Share
Inioluwa Ogunleye
4 months ago
Overview
CAN A COMPANY USE A 10-YEAR-OLD TWEET TO TERMINATE A CONTRACT TODAY?In the wake of Ezra Olubi’s termination, one question keeps ringing in my head:
Can a “significant negative reputational damage” clause be triggered by conduct that happened over a decade ago, remained publicly accessible for years, and was never hidden in the first place?
If I were to make Ezra's case, I would consider the below amongst other things.
1. Reputational clauses are not designed to punish the past
Every reputational-risk clause I’ve ever seen, whether in fintech, banking, SaaS, Web3, or traditional employment, is forward-looking.
The language is always something like:
“the employee engages in conduct…”
“acts or omissions by the employee…”
“makes statements that…”
“does anything that causes or is likely to cause reputational damage…”
The key phrase is always “does” not “did”.
These clauses attach to new behaviour, not archived posts collecting dust since the Goodluck Jonathan administration.
Why? Because contract law respects consensus ad idem (both parties must agree on what is being regulated). You cannot retroactively punish conduct that occurred long before the contract existed, especially when the information was public and discoverable.
Unless the clause expressly says it applies retrospectively (and they never do), the courts will not stretch it that far.
2. If the conduct was public at the time of contracting, it can be strongly argued that the company is deemed to have accepted it.
This is where, I believe, the case becomes legally tricky for Paystack and Stripe.
Ezra’s tweets and blog posts were:
- in the public domain,
- accessible to anyone,
- discoverable with a simple Google search,
- available long before the $200M acquisition.
Stripe conducted due diligence. Stripe retained Ezra. Stripe approved the leadership structure.
How do you claim reputational damage in 2024 from conduct you implicitly accepted in 2020 during acquisition and for several years afterwards?
This is classic approbation and reprobation. Hot and Cold. Caring and Mean. It does not work in law. You cannot accept a fact when it benefits you and reject it when it becomes inconvenient.
The law does not allow that dance. Once the acquirer had knowledge (or constructive knowledge), opportunity to object and still chose to proceed, the company is deemed to have waived the right to claim that same historic behaviour now causes “significant reputational damage.”
You can’t sleep on something and wake up years later with selective amnesia.
3. No new conduct or inaction = no trigger.
I really want to see how Stripe would define public resurfacing as a misconduct This is the part people miss.
Ezra did not wake up last week and post a new controversial statement.

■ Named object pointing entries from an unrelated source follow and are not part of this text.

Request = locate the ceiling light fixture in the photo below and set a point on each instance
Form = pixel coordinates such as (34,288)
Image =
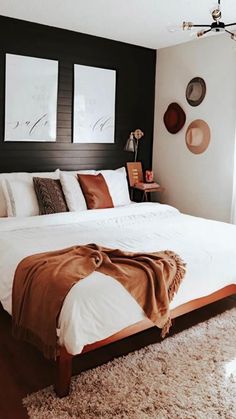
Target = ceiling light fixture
(216,26)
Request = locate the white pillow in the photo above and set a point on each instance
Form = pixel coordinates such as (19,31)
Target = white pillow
(71,188)
(117,184)
(19,195)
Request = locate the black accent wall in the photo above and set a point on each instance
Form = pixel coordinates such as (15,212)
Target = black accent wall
(135,80)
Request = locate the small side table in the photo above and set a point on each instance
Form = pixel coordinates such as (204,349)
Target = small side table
(147,188)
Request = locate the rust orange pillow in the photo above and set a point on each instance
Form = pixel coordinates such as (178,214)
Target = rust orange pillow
(95,191)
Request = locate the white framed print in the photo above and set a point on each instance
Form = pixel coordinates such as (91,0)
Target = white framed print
(30,98)
(94,105)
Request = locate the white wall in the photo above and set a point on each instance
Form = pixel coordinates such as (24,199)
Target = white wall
(197,184)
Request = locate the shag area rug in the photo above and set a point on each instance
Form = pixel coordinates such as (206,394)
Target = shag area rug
(191,375)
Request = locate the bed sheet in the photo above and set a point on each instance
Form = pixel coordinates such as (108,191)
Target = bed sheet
(98,306)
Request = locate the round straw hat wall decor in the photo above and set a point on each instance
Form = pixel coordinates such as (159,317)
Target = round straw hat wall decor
(195,91)
(174,118)
(198,136)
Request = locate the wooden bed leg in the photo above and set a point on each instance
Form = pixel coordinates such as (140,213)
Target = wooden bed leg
(63,373)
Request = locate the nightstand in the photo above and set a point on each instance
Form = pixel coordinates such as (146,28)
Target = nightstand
(135,176)
(147,188)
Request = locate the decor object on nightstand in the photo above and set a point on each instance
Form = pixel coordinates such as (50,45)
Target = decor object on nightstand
(136,181)
(198,136)
(195,91)
(174,118)
(133,142)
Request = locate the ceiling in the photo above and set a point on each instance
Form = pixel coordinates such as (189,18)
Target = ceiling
(139,22)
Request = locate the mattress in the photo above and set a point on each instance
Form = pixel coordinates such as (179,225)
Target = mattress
(98,306)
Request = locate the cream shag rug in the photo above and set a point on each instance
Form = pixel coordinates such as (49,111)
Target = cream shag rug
(190,375)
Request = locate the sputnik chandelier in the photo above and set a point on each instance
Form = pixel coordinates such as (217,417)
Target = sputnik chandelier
(216,26)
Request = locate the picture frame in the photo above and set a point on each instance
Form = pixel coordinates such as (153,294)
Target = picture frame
(94,104)
(31,86)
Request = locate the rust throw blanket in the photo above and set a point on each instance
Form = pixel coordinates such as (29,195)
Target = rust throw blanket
(42,282)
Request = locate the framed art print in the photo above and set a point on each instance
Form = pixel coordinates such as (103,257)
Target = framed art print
(30,98)
(94,105)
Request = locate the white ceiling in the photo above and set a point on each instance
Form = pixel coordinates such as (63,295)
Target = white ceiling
(140,22)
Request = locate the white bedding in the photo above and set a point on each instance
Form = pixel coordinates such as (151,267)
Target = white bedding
(98,306)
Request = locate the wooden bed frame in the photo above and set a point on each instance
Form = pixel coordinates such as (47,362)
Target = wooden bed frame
(64,359)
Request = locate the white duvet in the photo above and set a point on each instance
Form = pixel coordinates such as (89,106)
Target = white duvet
(98,306)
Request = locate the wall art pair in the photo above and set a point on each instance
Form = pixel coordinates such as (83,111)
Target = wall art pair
(31,101)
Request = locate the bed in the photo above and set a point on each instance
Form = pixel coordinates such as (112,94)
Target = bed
(98,310)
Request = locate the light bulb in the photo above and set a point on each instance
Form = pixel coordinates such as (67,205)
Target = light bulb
(187,26)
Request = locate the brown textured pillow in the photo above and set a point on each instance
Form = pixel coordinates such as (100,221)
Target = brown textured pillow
(50,195)
(95,191)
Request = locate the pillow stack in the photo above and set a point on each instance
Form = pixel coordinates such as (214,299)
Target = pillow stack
(29,194)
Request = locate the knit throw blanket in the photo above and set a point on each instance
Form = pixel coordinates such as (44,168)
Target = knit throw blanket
(42,282)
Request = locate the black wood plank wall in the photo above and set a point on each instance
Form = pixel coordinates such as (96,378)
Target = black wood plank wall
(135,82)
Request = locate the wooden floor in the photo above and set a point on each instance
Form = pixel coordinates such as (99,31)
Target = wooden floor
(23,369)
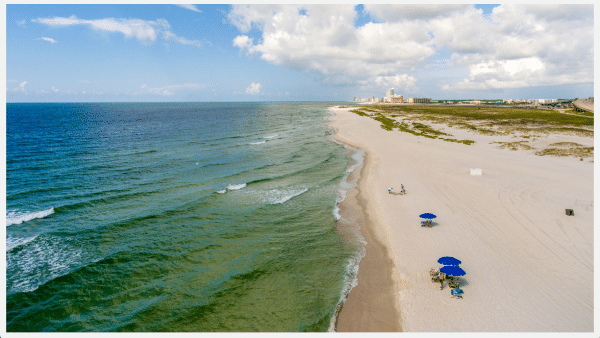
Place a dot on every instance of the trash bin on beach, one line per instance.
(476, 171)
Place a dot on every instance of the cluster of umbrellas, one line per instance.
(451, 267)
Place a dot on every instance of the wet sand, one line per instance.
(529, 266)
(370, 306)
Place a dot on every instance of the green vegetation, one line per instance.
(500, 120)
(358, 112)
(514, 145)
(567, 149)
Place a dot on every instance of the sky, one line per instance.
(222, 53)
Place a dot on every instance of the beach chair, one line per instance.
(456, 292)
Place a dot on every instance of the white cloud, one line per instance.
(190, 7)
(254, 89)
(48, 39)
(21, 87)
(167, 35)
(168, 90)
(395, 13)
(515, 46)
(144, 31)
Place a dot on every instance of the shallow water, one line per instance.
(174, 217)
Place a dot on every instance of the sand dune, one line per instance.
(529, 266)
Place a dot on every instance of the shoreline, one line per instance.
(375, 286)
(508, 226)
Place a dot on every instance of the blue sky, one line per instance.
(97, 53)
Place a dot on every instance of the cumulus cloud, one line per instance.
(21, 87)
(190, 7)
(48, 39)
(168, 90)
(254, 89)
(144, 31)
(515, 46)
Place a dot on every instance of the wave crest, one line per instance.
(17, 217)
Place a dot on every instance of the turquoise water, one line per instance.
(174, 217)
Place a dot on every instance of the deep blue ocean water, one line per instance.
(174, 217)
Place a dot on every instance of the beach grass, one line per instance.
(567, 149)
(483, 120)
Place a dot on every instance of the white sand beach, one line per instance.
(529, 266)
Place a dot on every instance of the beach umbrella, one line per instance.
(427, 216)
(453, 271)
(447, 260)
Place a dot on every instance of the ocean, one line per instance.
(175, 217)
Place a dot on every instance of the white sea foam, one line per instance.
(277, 196)
(18, 217)
(44, 259)
(12, 243)
(236, 186)
(336, 212)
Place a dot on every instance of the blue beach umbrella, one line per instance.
(453, 271)
(447, 260)
(427, 216)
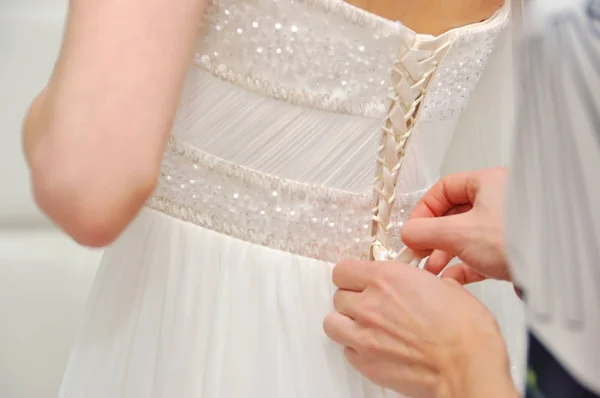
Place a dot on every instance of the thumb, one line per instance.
(463, 274)
(446, 233)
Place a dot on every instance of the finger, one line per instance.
(437, 261)
(463, 274)
(346, 302)
(354, 275)
(447, 233)
(353, 358)
(448, 192)
(341, 329)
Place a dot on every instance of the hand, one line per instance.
(462, 216)
(419, 335)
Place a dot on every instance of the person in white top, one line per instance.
(406, 328)
(229, 153)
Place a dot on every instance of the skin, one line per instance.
(462, 216)
(95, 135)
(418, 334)
(432, 16)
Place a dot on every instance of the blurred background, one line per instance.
(44, 277)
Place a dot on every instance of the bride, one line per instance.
(227, 152)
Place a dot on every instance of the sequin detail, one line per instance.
(284, 49)
(303, 219)
(460, 71)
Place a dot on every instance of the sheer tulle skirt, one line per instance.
(181, 311)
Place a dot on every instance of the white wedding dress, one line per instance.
(218, 289)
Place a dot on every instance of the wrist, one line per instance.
(477, 366)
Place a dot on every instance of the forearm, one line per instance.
(95, 136)
(86, 194)
(478, 366)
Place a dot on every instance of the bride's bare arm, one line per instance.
(94, 136)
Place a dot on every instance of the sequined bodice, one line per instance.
(307, 59)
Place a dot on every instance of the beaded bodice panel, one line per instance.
(330, 57)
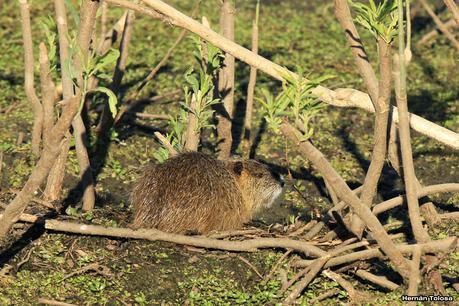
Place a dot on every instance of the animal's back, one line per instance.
(189, 192)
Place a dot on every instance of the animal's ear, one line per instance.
(238, 167)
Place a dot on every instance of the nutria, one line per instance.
(196, 193)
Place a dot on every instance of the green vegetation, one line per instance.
(293, 34)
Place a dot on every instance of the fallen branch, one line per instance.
(29, 78)
(355, 295)
(345, 193)
(435, 246)
(424, 191)
(415, 275)
(53, 302)
(204, 242)
(378, 280)
(399, 200)
(314, 269)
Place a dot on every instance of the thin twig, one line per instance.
(278, 262)
(314, 269)
(29, 77)
(251, 266)
(415, 275)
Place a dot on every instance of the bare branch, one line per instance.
(251, 88)
(48, 93)
(376, 279)
(419, 231)
(314, 269)
(29, 77)
(341, 98)
(197, 241)
(345, 193)
(226, 83)
(415, 275)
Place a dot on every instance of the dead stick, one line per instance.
(376, 279)
(324, 295)
(345, 193)
(415, 275)
(315, 268)
(156, 235)
(353, 294)
(429, 247)
(53, 302)
(29, 77)
(424, 191)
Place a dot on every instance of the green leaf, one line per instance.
(112, 100)
(73, 12)
(108, 58)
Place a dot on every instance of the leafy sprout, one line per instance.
(199, 96)
(381, 19)
(295, 101)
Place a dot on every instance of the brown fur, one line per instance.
(198, 193)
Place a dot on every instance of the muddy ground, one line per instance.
(43, 264)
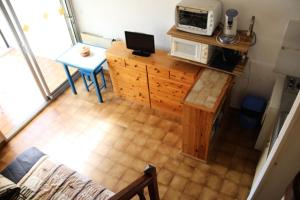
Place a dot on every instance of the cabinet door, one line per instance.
(167, 94)
(129, 80)
(165, 87)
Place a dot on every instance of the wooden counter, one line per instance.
(201, 109)
(157, 81)
(191, 92)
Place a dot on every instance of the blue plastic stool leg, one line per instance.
(71, 82)
(103, 78)
(84, 81)
(95, 81)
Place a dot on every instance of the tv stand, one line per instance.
(141, 53)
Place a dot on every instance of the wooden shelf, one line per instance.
(242, 45)
(238, 70)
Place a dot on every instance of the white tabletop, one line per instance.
(73, 58)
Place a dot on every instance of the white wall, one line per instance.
(110, 18)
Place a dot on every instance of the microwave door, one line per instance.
(193, 18)
(186, 49)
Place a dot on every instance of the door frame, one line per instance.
(22, 42)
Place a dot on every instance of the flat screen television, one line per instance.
(141, 44)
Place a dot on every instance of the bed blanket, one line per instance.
(50, 180)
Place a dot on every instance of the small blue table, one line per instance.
(88, 66)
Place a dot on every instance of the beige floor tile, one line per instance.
(117, 171)
(172, 194)
(214, 182)
(208, 194)
(243, 193)
(233, 176)
(117, 139)
(185, 170)
(246, 180)
(165, 176)
(178, 182)
(131, 175)
(199, 176)
(229, 188)
(193, 189)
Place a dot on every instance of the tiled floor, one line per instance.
(112, 143)
(16, 81)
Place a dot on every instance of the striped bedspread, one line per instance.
(50, 180)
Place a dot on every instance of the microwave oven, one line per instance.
(198, 16)
(190, 50)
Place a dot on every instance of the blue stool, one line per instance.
(92, 78)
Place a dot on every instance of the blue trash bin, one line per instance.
(252, 109)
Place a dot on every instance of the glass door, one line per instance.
(21, 96)
(46, 31)
(32, 35)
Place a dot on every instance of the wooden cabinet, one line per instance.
(195, 94)
(201, 109)
(157, 81)
(129, 79)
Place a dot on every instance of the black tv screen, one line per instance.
(142, 44)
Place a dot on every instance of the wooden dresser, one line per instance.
(157, 81)
(194, 93)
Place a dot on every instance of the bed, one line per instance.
(36, 176)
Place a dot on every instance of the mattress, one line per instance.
(42, 178)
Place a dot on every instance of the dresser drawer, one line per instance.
(132, 65)
(129, 76)
(166, 104)
(158, 71)
(184, 77)
(175, 95)
(133, 93)
(168, 86)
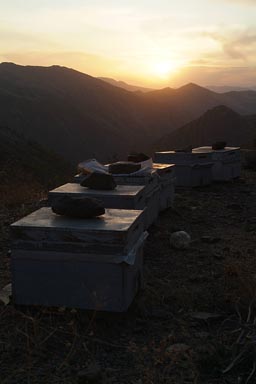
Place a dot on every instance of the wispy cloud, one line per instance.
(242, 2)
(236, 44)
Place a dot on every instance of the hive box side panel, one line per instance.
(77, 284)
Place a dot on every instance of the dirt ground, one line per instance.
(194, 321)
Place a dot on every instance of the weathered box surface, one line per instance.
(191, 170)
(226, 162)
(172, 157)
(122, 197)
(84, 263)
(167, 180)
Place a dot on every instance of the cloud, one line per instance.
(237, 45)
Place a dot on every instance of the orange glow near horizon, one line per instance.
(155, 44)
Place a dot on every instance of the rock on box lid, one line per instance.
(115, 231)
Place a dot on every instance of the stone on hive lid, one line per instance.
(124, 167)
(138, 157)
(219, 145)
(185, 149)
(97, 180)
(83, 208)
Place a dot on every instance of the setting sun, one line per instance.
(163, 69)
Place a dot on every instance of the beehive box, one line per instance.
(82, 263)
(150, 181)
(167, 179)
(152, 191)
(122, 197)
(226, 162)
(191, 170)
(173, 157)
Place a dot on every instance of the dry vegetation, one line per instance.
(194, 322)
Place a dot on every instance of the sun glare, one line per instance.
(163, 69)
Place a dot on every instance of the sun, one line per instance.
(163, 69)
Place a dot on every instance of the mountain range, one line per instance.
(217, 124)
(79, 116)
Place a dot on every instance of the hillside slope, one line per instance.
(218, 124)
(25, 162)
(79, 116)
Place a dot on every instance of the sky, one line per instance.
(153, 43)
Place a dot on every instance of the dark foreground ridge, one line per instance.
(182, 328)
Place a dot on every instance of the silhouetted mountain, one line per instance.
(228, 88)
(218, 124)
(79, 116)
(122, 84)
(72, 113)
(22, 161)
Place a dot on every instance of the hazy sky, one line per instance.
(153, 43)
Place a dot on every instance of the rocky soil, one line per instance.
(194, 321)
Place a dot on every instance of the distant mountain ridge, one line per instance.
(218, 124)
(124, 85)
(79, 116)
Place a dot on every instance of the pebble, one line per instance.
(180, 240)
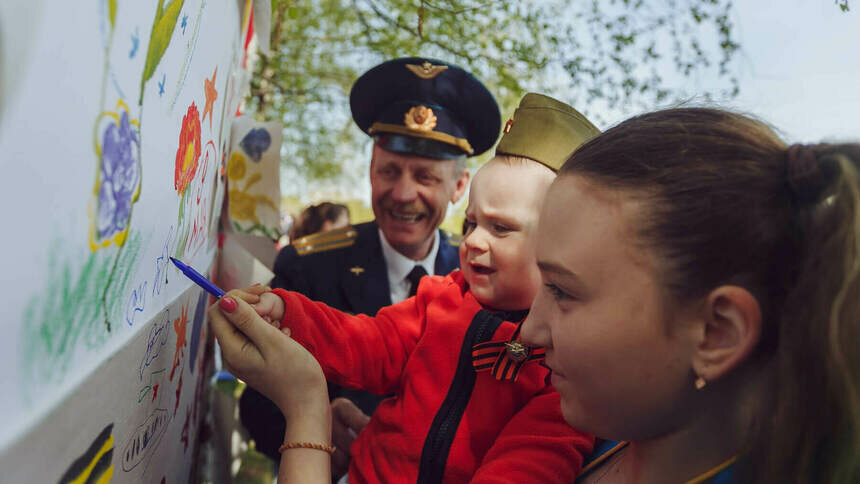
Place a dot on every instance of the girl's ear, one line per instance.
(731, 330)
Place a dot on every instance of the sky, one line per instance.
(798, 70)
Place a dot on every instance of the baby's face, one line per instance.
(497, 252)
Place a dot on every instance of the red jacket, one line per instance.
(445, 420)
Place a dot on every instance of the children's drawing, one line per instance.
(190, 47)
(94, 465)
(252, 173)
(178, 393)
(211, 95)
(73, 291)
(179, 326)
(118, 179)
(188, 153)
(159, 38)
(255, 143)
(145, 439)
(135, 43)
(184, 436)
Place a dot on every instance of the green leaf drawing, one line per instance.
(162, 30)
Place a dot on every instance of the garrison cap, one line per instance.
(425, 107)
(545, 130)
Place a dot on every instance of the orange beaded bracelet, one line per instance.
(306, 445)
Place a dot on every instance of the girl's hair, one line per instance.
(728, 203)
(311, 220)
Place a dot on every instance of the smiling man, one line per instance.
(425, 117)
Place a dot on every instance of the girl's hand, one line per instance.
(266, 358)
(270, 307)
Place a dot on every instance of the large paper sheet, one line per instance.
(114, 136)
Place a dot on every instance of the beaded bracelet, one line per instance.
(306, 445)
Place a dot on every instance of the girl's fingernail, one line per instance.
(228, 304)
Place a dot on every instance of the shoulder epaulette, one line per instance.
(324, 241)
(453, 239)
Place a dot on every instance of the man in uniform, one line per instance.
(425, 117)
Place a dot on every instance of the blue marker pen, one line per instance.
(199, 279)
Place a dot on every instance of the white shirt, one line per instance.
(399, 266)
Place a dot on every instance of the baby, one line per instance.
(470, 401)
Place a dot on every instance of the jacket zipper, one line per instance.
(437, 445)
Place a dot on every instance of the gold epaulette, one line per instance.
(453, 239)
(323, 241)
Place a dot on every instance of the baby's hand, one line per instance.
(271, 308)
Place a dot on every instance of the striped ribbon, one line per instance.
(504, 359)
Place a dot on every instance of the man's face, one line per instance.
(410, 196)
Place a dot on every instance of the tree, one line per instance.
(593, 54)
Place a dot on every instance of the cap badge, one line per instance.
(420, 118)
(426, 70)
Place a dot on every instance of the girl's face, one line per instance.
(619, 358)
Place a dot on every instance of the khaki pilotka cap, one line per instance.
(545, 130)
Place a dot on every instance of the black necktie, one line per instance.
(414, 276)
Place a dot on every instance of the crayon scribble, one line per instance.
(94, 465)
(178, 393)
(157, 339)
(152, 387)
(136, 303)
(72, 294)
(144, 439)
(179, 326)
(211, 95)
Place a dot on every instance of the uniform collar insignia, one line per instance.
(426, 70)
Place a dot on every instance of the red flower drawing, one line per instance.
(188, 153)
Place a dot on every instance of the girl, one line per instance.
(701, 301)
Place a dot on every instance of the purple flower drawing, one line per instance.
(118, 184)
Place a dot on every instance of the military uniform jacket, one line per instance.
(446, 421)
(345, 268)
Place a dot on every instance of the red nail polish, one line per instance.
(228, 304)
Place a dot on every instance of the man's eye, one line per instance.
(556, 292)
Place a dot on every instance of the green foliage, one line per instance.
(594, 54)
(162, 30)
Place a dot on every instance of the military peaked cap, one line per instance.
(425, 107)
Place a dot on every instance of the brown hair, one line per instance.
(313, 217)
(729, 203)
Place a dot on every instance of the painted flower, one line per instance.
(188, 153)
(118, 182)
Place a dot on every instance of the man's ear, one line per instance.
(460, 187)
(730, 332)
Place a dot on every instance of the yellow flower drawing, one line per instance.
(243, 205)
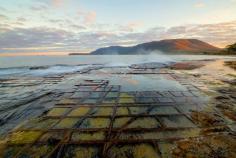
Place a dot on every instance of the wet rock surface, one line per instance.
(143, 111)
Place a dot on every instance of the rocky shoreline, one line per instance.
(184, 109)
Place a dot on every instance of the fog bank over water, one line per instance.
(20, 65)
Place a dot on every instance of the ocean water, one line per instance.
(21, 65)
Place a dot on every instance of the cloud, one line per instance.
(199, 5)
(87, 17)
(3, 17)
(48, 39)
(57, 3)
(21, 19)
(132, 26)
(90, 17)
(39, 7)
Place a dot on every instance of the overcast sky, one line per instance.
(64, 26)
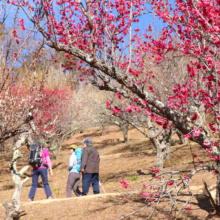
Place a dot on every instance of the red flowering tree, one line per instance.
(96, 33)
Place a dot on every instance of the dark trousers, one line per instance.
(89, 178)
(73, 184)
(36, 173)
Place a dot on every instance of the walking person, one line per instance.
(42, 171)
(90, 167)
(74, 175)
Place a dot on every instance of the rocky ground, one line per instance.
(131, 161)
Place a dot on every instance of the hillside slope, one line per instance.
(131, 162)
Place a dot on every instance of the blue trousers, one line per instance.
(36, 173)
(89, 178)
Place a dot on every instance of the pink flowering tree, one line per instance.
(104, 37)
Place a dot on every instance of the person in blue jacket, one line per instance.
(74, 171)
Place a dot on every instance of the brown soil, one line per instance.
(128, 161)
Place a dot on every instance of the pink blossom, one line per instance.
(209, 151)
(196, 132)
(155, 170)
(17, 40)
(124, 184)
(108, 103)
(146, 186)
(187, 136)
(194, 116)
(118, 95)
(207, 143)
(170, 183)
(186, 177)
(145, 194)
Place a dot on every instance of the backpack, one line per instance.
(35, 159)
(78, 153)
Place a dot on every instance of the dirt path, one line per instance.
(131, 161)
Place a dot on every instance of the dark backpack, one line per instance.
(35, 158)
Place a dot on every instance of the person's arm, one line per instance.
(47, 158)
(72, 162)
(84, 160)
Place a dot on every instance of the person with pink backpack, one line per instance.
(40, 160)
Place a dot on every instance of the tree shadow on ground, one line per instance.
(204, 203)
(7, 187)
(139, 172)
(111, 176)
(57, 165)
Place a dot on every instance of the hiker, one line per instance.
(74, 169)
(41, 170)
(90, 167)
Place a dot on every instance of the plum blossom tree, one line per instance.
(104, 38)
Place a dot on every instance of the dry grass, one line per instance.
(131, 162)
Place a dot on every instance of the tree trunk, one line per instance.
(13, 209)
(182, 140)
(103, 129)
(159, 159)
(124, 129)
(166, 152)
(218, 187)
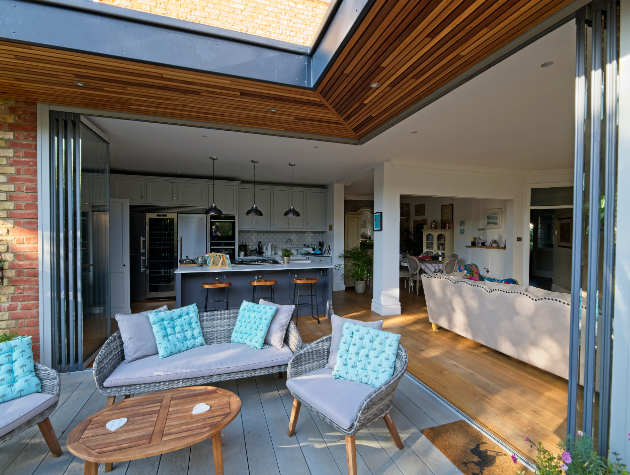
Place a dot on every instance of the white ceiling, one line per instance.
(517, 116)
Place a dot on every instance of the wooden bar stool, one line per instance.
(297, 282)
(220, 286)
(260, 282)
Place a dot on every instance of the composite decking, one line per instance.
(256, 441)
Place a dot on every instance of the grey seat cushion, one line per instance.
(337, 324)
(337, 399)
(137, 334)
(16, 412)
(202, 361)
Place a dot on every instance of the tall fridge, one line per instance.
(161, 254)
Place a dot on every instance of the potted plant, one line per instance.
(357, 266)
(286, 255)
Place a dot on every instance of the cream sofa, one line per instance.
(529, 324)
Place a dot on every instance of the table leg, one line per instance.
(91, 468)
(217, 453)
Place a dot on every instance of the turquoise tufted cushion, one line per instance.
(252, 324)
(366, 355)
(176, 330)
(17, 369)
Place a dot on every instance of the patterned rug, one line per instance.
(471, 451)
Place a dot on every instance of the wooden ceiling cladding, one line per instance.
(47, 75)
(412, 48)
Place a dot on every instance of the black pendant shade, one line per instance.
(253, 211)
(291, 212)
(213, 210)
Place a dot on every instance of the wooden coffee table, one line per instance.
(157, 423)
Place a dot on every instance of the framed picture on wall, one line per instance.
(447, 213)
(378, 221)
(565, 232)
(493, 218)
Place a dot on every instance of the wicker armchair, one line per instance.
(217, 328)
(377, 404)
(50, 385)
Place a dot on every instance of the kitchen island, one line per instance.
(189, 278)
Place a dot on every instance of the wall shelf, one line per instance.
(487, 247)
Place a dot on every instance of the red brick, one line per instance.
(23, 265)
(24, 315)
(25, 298)
(22, 179)
(20, 162)
(19, 144)
(23, 127)
(22, 196)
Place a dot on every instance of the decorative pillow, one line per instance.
(366, 355)
(472, 270)
(17, 369)
(252, 324)
(137, 334)
(279, 323)
(176, 330)
(337, 324)
(503, 281)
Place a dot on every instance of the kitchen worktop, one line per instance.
(193, 269)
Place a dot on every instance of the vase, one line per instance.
(359, 286)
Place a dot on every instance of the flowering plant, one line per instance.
(577, 458)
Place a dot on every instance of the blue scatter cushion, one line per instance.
(252, 324)
(176, 330)
(366, 355)
(17, 369)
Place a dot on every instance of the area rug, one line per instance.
(471, 451)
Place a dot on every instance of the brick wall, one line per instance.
(294, 21)
(19, 298)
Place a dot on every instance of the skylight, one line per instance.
(292, 21)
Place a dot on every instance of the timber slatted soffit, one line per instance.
(410, 48)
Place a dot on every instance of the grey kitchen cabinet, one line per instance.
(263, 203)
(129, 188)
(161, 192)
(192, 194)
(281, 199)
(225, 197)
(316, 210)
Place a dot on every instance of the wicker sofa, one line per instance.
(20, 414)
(218, 360)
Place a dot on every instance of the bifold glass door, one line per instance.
(79, 252)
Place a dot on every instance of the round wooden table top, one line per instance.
(263, 282)
(157, 423)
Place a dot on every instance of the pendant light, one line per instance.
(253, 211)
(292, 212)
(213, 210)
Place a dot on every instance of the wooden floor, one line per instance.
(256, 441)
(511, 399)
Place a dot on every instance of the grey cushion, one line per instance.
(204, 360)
(337, 324)
(279, 324)
(337, 399)
(18, 411)
(137, 334)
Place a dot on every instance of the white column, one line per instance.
(620, 402)
(336, 237)
(386, 242)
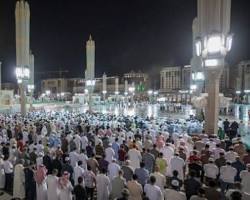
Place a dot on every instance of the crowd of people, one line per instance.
(81, 156)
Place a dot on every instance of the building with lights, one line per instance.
(175, 83)
(139, 80)
(242, 83)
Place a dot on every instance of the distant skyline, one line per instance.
(130, 35)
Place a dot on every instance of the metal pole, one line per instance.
(22, 99)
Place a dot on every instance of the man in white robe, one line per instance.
(160, 179)
(178, 164)
(52, 182)
(103, 186)
(110, 154)
(135, 157)
(74, 157)
(113, 170)
(19, 181)
(78, 171)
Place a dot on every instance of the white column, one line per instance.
(104, 82)
(90, 51)
(116, 85)
(213, 17)
(22, 17)
(126, 87)
(0, 75)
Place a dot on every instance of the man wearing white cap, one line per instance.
(177, 163)
(227, 175)
(152, 191)
(113, 169)
(245, 179)
(110, 153)
(173, 193)
(231, 155)
(211, 170)
(135, 157)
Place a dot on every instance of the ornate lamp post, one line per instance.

He did nothing. He issued no new controversial blogs. He posted no new hot take. He made no new pronouncements.
Someone else dug up old tweets. So even if the resurfacing caused uproar, the causal link between “employee conduct” and “reputational impact” is broken.
Reputational-damage clauses apply to the employee’s actions not the audience’s rediscovery or a heartbroken Ex's crash out.
If the employee did not create new risk through new behaviour, the clause is not triggered. I strongly opine.
4. If the court allows retroactive interpretation of these clauses, no one is safe and the corporate scene becomes a joke.
Let’s test this with the scenarios. Feel free to paint yours:
A fight you had at age 14 can cost you your job at 54.
A Facebook post from 2009 can be used to terminate a contract in 2040.
A decade-old university rant can suddenly become “professional misconduct.”
Even worse, this means due diligence becomes a performative exercise.
If an employer fails to do it, they can later weaponise their own negligence against the employee.
That is a dangerous slope in an already dangerous dog eat dog corporate world.
Contracts are meant to ...create certainty not turn into time bombs waiting for a viral tweet to explode.
5. What courts will likely consider
If this matter were ever litigated (and frankly, it should be as these clauses need judicial interpretation), these questions might go a long way:
1. Was the conduct public at the time of contract formation? Yes.
2. Was it discoverable with ordinary due diligence? Yes.
3. Did the company conduct due diligence at acquisition? Of course. Stripe is not a local shop buying pure water.
4. Did the employee engage in new conduct that created new reputational damage? No.
5. Did the company expressly reserve rights to punish historic public conduct?
Extremely unlikely.
The legal outcome is not as straightforward as many think.
Looking at Ezra’s reaction, the clause was likely stretched beyond its intended scope. This sort of interpretation will create dangerous precedent in contract and employment law.
Any retroactive enforcement will surely destabilize contractual certainty. I believe the legal validity of the termination is genuinely questionable.
Like one of my guys would say “Na OS sweet pass”. They should file the Originating Summons.
In any event, I believe they will most likely resolve this amicably.